A América de "Este País Não é Para Velhos" é reconhecível. É aquela que fascina também, por exemplo, Wim Wenders, e que funde a sua memória com a memória das suas imagens (isto é, fundamentalmente, o cinema). A paisagem natural, as estradas, os elementos urbanos tornados "mitológicos", como os motéis e os "diners", etc. No filme dos Coen, que colhe aí o essencial dos seus décors, tudo isso está no seu sítio certo. Se já não há lugar para "old men", o problema não tem a ver com o cenário mas, por assim dizer, com a peça que nele se representa.

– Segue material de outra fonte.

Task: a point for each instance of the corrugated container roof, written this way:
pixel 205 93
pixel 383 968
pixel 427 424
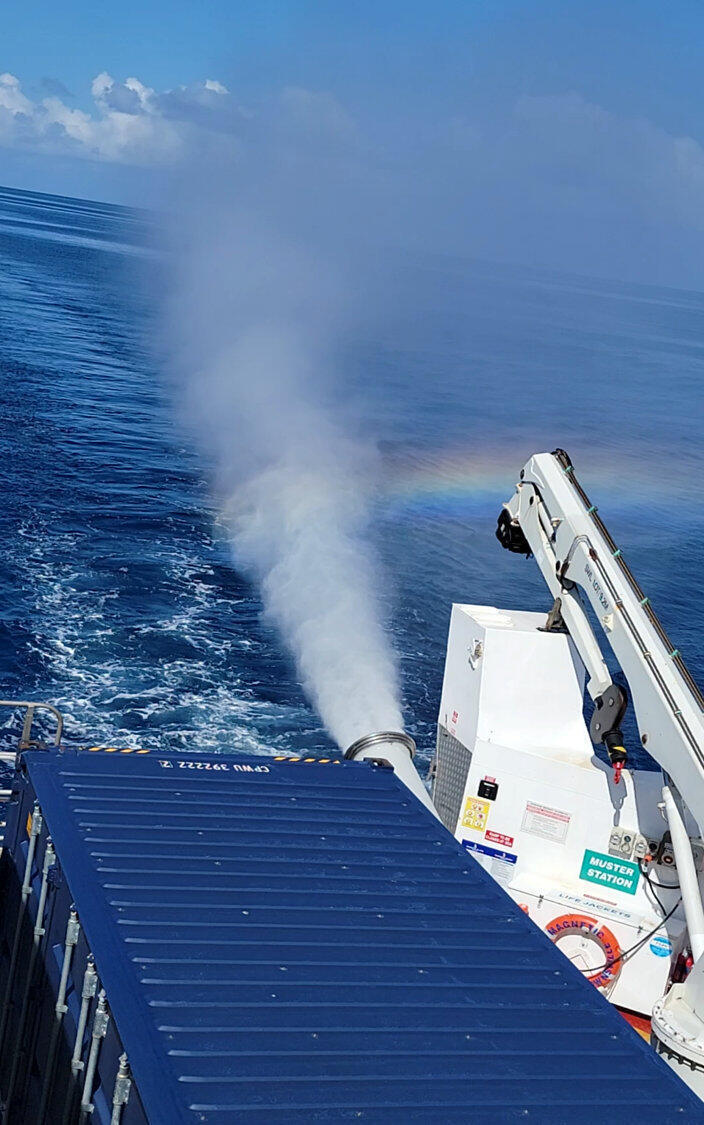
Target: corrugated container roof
pixel 292 941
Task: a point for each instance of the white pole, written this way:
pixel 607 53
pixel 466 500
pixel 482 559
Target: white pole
pixel 686 872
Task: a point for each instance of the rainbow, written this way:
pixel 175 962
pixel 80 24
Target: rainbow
pixel 433 483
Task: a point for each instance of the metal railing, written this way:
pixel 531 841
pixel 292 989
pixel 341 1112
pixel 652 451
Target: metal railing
pixel 26 741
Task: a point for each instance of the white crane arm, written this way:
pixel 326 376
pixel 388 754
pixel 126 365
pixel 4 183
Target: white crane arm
pixel 551 513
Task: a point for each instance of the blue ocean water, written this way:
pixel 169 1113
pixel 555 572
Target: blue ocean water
pixel 119 601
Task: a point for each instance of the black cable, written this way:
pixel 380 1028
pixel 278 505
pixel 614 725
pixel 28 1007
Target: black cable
pixel 652 884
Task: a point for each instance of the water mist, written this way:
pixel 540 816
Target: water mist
pixel 255 317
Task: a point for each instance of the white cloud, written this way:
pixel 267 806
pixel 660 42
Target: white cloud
pixel 128 123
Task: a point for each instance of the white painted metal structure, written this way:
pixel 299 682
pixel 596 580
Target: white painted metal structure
pixel 611 869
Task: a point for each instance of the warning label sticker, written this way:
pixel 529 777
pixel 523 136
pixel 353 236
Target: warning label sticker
pixel 494 853
pixel 498 838
pixel 476 813
pixel 548 824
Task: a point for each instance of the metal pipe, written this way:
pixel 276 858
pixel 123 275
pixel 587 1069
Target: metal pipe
pixel 73 929
pixel 34 833
pixel 88 991
pixel 100 1026
pixel 50 860
pixel 120 1094
pixel 398 749
pixel 686 872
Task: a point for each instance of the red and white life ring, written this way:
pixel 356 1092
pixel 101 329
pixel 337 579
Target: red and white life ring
pixel 565 924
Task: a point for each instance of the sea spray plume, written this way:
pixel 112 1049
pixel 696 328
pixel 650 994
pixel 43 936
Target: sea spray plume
pixel 254 320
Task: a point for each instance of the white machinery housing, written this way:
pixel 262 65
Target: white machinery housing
pixel 606 860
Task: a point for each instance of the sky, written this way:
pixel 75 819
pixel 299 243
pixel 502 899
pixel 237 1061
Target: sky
pixel 556 134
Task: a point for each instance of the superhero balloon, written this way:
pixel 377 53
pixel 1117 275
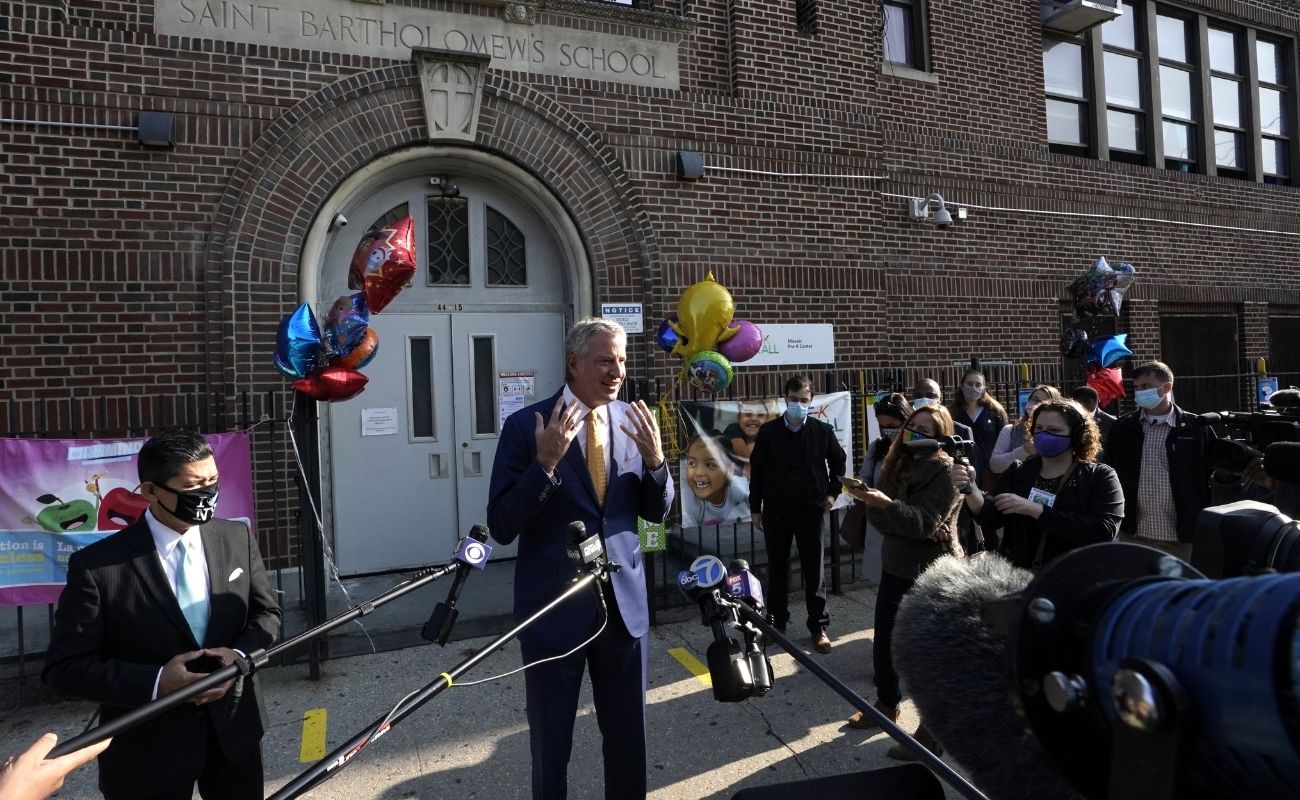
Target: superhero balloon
pixel 745 345
pixel 346 323
pixel 362 354
pixel 1108 350
pixel 709 371
pixel 1100 290
pixel 384 263
pixel 298 342
pixel 332 384
pixel 1108 381
pixel 703 318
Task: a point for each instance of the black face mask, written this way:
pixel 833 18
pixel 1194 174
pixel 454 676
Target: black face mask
pixel 194 506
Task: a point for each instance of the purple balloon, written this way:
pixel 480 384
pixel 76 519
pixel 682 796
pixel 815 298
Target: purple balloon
pixel 745 345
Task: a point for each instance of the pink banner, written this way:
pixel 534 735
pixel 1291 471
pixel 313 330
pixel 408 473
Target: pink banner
pixel 60 494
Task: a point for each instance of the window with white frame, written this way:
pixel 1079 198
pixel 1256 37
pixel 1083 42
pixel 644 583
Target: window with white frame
pixel 1171 89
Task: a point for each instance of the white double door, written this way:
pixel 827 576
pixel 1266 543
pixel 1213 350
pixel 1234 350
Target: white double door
pixel 412 454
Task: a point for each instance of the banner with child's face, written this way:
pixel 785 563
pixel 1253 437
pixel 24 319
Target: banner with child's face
pixel 718 441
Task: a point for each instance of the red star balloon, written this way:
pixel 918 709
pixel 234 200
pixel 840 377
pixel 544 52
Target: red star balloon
pixel 332 384
pixel 384 263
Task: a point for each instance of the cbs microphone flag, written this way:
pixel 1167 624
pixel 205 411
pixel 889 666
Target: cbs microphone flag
pixel 60 494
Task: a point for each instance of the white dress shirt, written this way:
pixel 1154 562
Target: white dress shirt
pixel 169 556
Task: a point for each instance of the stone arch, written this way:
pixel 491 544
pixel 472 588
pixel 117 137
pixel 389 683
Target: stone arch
pixel 272 200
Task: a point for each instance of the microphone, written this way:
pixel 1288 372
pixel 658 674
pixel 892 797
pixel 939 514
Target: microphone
pixel 744 587
pixel 1285 398
pixel 1136 675
pixel 728 665
pixel 1282 461
pixel 742 584
pixel 472 552
pixel 954 669
pixel 584 549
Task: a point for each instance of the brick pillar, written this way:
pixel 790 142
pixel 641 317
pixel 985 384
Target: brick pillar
pixel 1252 338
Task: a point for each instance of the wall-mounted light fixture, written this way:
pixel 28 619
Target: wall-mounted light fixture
pixel 918 210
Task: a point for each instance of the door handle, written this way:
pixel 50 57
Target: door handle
pixel 472 463
pixel 437 465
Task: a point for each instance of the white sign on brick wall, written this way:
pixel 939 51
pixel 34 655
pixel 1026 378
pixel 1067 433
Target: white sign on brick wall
pixel 794 345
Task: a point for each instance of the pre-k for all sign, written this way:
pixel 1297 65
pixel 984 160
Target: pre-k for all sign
pixel 794 345
pixel 391 31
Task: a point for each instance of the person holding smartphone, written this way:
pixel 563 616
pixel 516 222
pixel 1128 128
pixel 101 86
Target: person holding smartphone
pixel 1056 500
pixel 915 511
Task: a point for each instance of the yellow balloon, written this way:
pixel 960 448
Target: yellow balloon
pixel 703 318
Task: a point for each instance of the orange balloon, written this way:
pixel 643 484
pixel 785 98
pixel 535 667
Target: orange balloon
pixel 362 354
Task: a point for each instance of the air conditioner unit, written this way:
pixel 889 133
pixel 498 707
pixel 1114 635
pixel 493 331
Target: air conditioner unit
pixel 1078 16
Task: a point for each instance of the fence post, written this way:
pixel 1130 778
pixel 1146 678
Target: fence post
pixel 306 431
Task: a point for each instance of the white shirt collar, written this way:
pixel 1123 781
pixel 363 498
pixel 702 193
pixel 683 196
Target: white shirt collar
pixel 1151 419
pixel 167 539
pixel 583 407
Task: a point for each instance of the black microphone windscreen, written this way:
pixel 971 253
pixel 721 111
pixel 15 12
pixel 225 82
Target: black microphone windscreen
pixel 1285 398
pixel 922 445
pixel 1282 461
pixel 954 667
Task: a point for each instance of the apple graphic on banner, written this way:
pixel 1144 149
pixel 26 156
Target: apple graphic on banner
pixel 121 507
pixel 65 518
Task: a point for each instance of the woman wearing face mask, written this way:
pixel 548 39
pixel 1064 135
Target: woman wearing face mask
pixel 915 511
pixel 975 407
pixel 891 415
pixel 1015 441
pixel 1058 498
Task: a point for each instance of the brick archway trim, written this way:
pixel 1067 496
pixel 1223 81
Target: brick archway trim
pixel 276 193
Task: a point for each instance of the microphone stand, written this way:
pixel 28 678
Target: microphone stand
pixel 243 666
pixel 336 760
pixel 857 701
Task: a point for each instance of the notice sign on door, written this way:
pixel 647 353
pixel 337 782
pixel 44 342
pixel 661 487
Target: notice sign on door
pixel 378 422
pixel 516 390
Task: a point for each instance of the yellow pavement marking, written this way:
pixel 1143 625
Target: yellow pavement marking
pixel 692 665
pixel 313 736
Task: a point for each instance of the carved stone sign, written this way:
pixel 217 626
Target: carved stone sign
pixel 393 31
pixel 450 83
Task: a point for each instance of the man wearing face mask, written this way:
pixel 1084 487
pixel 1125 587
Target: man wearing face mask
pixel 150 610
pixel 1158 453
pixel 796 468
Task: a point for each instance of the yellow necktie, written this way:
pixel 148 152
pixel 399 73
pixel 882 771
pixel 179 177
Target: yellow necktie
pixel 596 454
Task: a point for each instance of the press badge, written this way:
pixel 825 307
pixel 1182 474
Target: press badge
pixel 1043 498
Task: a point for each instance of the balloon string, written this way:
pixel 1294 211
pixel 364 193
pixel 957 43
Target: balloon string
pixel 326 552
pixel 668 420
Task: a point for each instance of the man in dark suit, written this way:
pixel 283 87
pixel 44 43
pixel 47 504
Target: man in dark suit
pixel 794 478
pixel 176 591
pixel 1158 453
pixel 583 455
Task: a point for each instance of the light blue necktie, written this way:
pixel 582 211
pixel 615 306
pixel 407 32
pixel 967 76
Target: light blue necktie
pixel 191 592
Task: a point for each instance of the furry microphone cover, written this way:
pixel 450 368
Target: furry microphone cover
pixel 956 670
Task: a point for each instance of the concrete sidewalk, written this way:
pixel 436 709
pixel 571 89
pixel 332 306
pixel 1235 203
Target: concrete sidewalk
pixel 472 740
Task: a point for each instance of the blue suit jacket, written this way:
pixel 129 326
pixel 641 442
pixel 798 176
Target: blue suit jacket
pixel 524 504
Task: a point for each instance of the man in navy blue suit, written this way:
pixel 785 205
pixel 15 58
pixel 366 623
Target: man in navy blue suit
pixel 583 455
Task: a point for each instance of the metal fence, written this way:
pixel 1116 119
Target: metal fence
pixel 291 545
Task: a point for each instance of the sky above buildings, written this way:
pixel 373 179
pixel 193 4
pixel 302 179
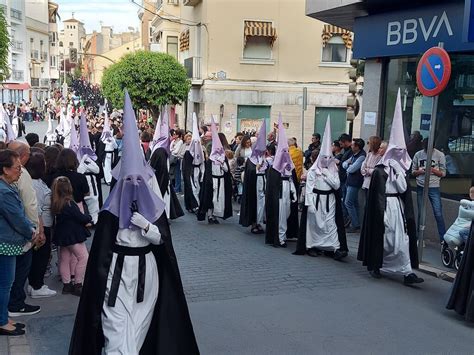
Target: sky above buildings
pixel 120 14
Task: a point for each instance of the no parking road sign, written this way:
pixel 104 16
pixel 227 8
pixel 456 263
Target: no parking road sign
pixel 433 72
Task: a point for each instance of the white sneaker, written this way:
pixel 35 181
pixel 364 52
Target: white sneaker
pixel 43 292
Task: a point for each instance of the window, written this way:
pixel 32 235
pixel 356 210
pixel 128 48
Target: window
pixel 172 46
pixel 258 48
pixel 335 51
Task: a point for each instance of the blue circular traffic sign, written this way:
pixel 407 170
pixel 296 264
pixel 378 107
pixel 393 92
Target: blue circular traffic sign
pixel 433 71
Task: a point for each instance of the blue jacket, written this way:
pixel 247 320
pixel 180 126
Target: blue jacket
pixel 15 228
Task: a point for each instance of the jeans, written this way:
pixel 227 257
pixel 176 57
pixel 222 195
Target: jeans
pixel 7 275
pixel 17 293
pixel 177 176
pixel 352 204
pixel 40 262
pixel 435 198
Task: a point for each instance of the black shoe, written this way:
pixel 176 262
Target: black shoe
pixel 68 289
pixel 12 333
pixel 375 274
pixel 313 252
pixel 339 254
pixel 412 279
pixel 28 310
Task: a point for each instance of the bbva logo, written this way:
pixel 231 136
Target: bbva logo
pixel 408 32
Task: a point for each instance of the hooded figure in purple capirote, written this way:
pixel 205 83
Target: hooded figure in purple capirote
pixel 252 206
pixel 280 194
pixel 388 240
pixel 132 299
pixel 216 193
pixel 322 223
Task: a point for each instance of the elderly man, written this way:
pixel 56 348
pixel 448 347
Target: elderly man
pixel 17 306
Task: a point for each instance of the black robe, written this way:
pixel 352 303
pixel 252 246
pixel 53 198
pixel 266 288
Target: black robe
pixel 207 192
pixel 341 230
pixel 190 202
pixel 159 162
pixel 272 208
pixel 248 204
pixel 171 330
pixel 373 227
pixel 462 293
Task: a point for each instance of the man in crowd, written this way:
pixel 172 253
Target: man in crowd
pixel 438 171
pixel 17 306
pixel 354 183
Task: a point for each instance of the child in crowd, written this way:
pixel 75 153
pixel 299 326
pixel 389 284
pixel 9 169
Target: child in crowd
pixel 70 233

O coração narrativo do filme é uma história de ganância e determinação sobre-humana, centrada numa mala de dinheiro que um homem (Josh Brolin) transporta e outro (Bardem) quer recuperar. A melhor sequência, brilhantemente filmada e montada (e já agora, sonorizada), a do motel e da conduta de ventilação, é com essas duas personagens. Mas o "espírito" do filme concentra-se mais numa terceira personagem, o xerife de Tommy Lee Jones, que entre o nostálgico e o perplexo vai passeando o seu nãoreconhecimento pelo rasto (sanguinolento) deixado pela passagem dos outros dois. Num certo sentido, é o xerife, o "old man", a personagem mais sofrida, e a que enforma o olhar sobre a acção.

E que, no final, condensa toda a ambiguidade desta história, confundindo nostalgia e sonho. É que isto, se calhar, foi sempre assim.